Courte est la route qui nous ramène aux origines. Pour Dany Laferrière, la fin de l'exil s'annonce par une sonnerie de téléphone. Ce coup de fil nocturne, qui lui apprend la mort de son père. Déjà, l'esprit se tend vers Haïti.

Après l'enterrement, dans un cimetière de Brooklyn, le fils devra ramener l'âme du défunt jusqu’à Barradères, son village natal. La terre qui couvre notre nombril ne tolère pas l'oubli. Il suffit de peu à l'exilé pour amorcer le chemin du retour : quelques lignes du Cahier d'un retour au Pays natal, un goût de rhum sur la langue, au fond d'une baignoire, à l'abri du sommeil.

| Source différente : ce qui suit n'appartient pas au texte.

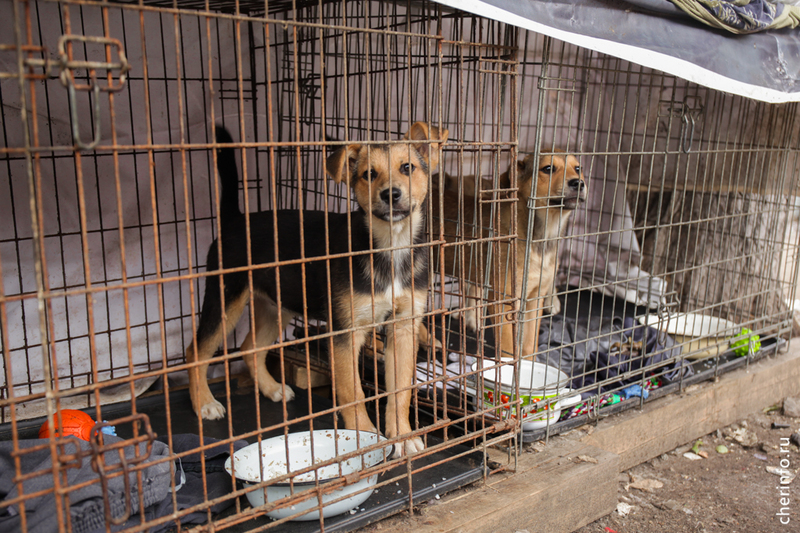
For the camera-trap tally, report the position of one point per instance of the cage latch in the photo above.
(70, 81)
(107, 471)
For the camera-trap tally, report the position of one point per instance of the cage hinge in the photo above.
(91, 84)
(689, 112)
(105, 471)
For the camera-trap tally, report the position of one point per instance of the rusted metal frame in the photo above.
(605, 84)
(537, 146)
(216, 199)
(112, 115)
(149, 147)
(249, 262)
(694, 196)
(786, 203)
(187, 210)
(250, 513)
(772, 217)
(274, 199)
(757, 282)
(53, 403)
(211, 14)
(575, 93)
(439, 96)
(711, 222)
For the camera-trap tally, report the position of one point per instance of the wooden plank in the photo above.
(663, 425)
(552, 491)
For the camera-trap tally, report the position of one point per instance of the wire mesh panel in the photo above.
(682, 261)
(129, 259)
(408, 237)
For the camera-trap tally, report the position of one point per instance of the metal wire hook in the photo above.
(73, 109)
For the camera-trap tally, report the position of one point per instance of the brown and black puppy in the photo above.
(374, 276)
(556, 187)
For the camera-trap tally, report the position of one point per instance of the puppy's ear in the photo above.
(341, 163)
(421, 131)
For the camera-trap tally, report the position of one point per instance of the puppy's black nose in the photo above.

« (…) je continue à faire le même rêve partout dans le monde (…) je tiens à ces rêves... c'est la seule chose qui me reste de ma vie d'avant... » L'énigme du retour possède la saveur douce amère d'un rêve : les bribes qu'on essaie de rassembler à la volée, au réveil, s'apparentent à ces souvenirs engourdis par une trentaine d'hivers à Montréal.

Danny Laferrière
Ils ressurgiront aux rayons de Port au Prince. Mais certaines images du passé supportent mal la comparaison avec le présent : les blessures infligées au pays par les Duvalier ont laissé de vilaines cicatrices. La violence et la misère. Et malgré tout, malgré la faim : l'art, la beauté des nuques fières et cette incroyable énergie.

Immobiles, au creux du tourbillon, attendent ceux qui sont restés sans cesser d'envisager l'ailleurs. Autour d'eux, le ballet, universel et continuel, de ceux qui sont partis et qui reviennent, de ceux qui partiront pour ne jamais revenir. L'enfant du pays mesure l'absence qui creuse les distances, nous rend étrangers à notre pays et pose, impitoyable, son empreinte sur le visage des êtres chers.

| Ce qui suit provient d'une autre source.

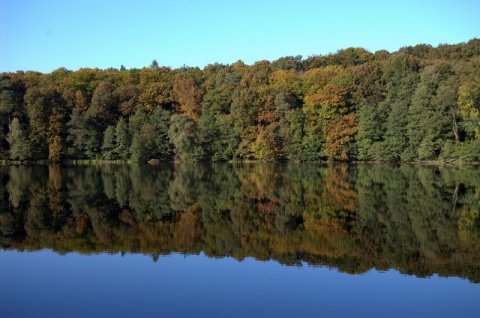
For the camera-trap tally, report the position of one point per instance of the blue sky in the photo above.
(44, 35)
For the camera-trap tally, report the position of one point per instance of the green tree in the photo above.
(109, 144)
(122, 139)
(183, 135)
(19, 145)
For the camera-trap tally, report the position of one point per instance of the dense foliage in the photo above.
(419, 220)
(420, 103)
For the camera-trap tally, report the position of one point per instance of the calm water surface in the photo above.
(274, 240)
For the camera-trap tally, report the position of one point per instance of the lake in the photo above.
(236, 240)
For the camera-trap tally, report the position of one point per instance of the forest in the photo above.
(421, 103)
(420, 220)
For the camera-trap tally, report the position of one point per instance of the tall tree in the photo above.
(19, 145)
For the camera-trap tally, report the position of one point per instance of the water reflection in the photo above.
(417, 220)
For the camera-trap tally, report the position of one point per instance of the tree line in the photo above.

Dany Lafferière sillonne le pays de part en part, à la reconquête de son enfance et de ses sensations. Le recueil d'Aimé Césaire dont il ne se sépare jamais, fait partie intégrante de ce voyage. À ses côtés, son neveu, prénommé Dany par la famille qui ignorait si le premier reviendrait un jour.

Le jeune Dany rêve d'écrire et peut-être même de partir. Alors, juste avant de rejoindre Barradères, dernière étape de son périple, l’auteur « (a) glissé dans la sacoche de (s)on neveu / le vieux recueil gondolé par la pluie/ du Cahier d'un retour au pays natal./ C'est avant de partir qu'on en a besoin./ Pas au retour ».

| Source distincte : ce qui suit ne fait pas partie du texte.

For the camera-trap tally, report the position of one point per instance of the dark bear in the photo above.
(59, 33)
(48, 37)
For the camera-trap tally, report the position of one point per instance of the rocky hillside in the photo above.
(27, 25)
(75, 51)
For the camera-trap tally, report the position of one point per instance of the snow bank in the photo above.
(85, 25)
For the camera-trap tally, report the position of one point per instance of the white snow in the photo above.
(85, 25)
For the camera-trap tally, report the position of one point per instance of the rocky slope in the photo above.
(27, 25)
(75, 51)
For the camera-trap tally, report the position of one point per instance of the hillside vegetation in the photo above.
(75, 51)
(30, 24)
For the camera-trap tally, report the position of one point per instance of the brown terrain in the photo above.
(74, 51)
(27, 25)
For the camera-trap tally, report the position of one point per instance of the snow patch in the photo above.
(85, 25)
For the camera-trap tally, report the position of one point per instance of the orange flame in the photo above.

Avec ses vers libres, d'une justesse et d'une grâce absolues, L'énigme du retour nous renvoie à nos départs avortés ou nos retours retardés. Il souligne surtout la relation particulière qui nous unit à notre pays d'origine. Si vous êtes sensibles aux thèmes de l'identité et de l'exil, vous allez vous régaler.


 

Retrouvez L'énigme du retour, de Danny Laferrière, en librairie.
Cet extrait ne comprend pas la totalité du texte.